Today I want to adopt a whole-of-season approach and ask the simple question: to what extent can a team's conversion rate in a season be explained by its conversion rate in the previous season? So, relative to that earlier post where we were looking at game-to-game conversion rates, we'll take advantage of the fact that some of the ephemeral affects might be controlled for by aggregating across games in a single season.
For the purpose of this analysis I'm going to use all of the data for seasons 1897 to 2015, and I'm going to define a team on the basis of the name it carried in the seasons that it played, which means, for example, that when Footscray became the Western Bulldogs, we have no conversion rate to use for the Bulldogs' first season (though, to be honest, the decision of whether or not to carry teams' records into subsequent seasons when their name changes is of minimal consequence).
Now the first issue we need deal with is the trend behaviour of conversion rates, by which I mean that the overall conversion rate in a particular season is highly correlated with that in the previous season (see chart at right). Such trend behaviour will tend to elevate the correlation between conversion rates for all teams from one season to the next since, as the saying goes, a rising tide lifts all boats. We need a method for removing this trend effect.
So, to adjust for this factor we'll analyse each team's conversion rate in a season relative to the all-team average for that season. My question then becomes: to what extent can a team's conversion rate relative to its peers be explained by its conversion rate relative to its peers in the previous season.
It turns out that the answer to this question varies a little depending on the era of VFL/AFL football we consider, though the correlation is not especially high in any era. It's lowest - indeed slightly negative - for the period 1897 to 1919, and highest for the period 1940 to 1959, though even there it's only +0.31, which means that less than 10% of the variability of a team's conversion rate in any season in that era can be explained by its conversion rate in the previous season. In short, the season-to-season correlation in team conversion rates is low and only mildly positive (except in the early seasons), regardless of the era we look at.
What about teams then? Do some display higher levels of autocorrelation than others?
Gold Coast (+0.55) shows the highest correlation, but its is based on only a handful of seasons. Hawthorn's correlation of +0.48 is based on a much larger number of observations and suggests that they, most of all amongst the teams with long histories, have tended to string together back-to-back seasons of above- and below-average conversion rates.
After the Hawks we find a cluster of teams with correlations in the +0.2 to +0.3 range: North Melbourne, Fremantle, South Melbourne, Essendon, Kangaroos, Melbourne, Port Adelaide and Footscray.

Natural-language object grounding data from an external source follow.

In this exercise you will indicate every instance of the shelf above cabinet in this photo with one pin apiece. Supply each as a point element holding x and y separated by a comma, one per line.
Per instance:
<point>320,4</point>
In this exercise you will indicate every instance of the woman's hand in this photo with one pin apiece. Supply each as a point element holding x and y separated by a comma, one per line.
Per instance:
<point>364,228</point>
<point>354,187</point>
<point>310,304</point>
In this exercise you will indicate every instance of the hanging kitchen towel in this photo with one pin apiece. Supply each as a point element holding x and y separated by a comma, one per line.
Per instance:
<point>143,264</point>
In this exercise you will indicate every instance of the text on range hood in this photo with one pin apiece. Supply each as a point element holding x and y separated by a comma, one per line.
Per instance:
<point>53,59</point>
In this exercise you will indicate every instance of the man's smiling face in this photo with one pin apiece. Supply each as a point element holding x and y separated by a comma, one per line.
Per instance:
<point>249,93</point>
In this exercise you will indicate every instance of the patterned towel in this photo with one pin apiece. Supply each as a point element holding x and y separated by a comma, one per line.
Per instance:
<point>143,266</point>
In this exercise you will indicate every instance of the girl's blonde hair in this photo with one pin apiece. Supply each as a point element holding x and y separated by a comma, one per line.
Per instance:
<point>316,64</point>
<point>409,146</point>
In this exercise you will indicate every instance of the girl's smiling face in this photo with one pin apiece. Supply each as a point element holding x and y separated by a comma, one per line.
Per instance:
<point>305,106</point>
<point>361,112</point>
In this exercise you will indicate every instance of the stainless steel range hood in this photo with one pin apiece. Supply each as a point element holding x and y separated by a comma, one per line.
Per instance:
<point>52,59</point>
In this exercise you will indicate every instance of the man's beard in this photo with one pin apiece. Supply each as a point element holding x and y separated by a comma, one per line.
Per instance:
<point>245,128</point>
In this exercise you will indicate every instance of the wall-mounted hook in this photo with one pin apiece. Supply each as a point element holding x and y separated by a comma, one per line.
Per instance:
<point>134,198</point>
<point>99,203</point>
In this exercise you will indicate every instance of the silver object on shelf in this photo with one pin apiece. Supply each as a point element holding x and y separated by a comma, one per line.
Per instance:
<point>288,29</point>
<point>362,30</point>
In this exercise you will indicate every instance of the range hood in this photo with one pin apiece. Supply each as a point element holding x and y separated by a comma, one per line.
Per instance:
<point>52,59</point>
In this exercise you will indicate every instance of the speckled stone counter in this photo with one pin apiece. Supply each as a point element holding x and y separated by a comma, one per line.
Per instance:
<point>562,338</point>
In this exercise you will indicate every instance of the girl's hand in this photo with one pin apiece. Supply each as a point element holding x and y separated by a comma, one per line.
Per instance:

Then come teams with correlations in the 0 to +0.19 range: Collingwood, Richmond, Fitzroy, Sydney, Carlton, St Kilda, West Coast, Adelaide and Geelong, the latter's correlation so near zero it might as well be zero.
Lastly come the five teams with negative correlations, signifying that they tend to flip from above- to below-average conversion rates from one season to the next: Brisbane Lions, Western Bulldogs, GWS, Brisbane Bears and University.
So, Hawthorn aside, all teams with reasonably long histories show near-zero correlations in their standardised conversion rates from one season to the next. It remains the case then that conversion rates, however modelled, appear to behave as if they are selected at random. The Hawthorn Anomaly is an interesting exception, but I've no basis on which to explain it. As always, I'd appreciate your hypotheses.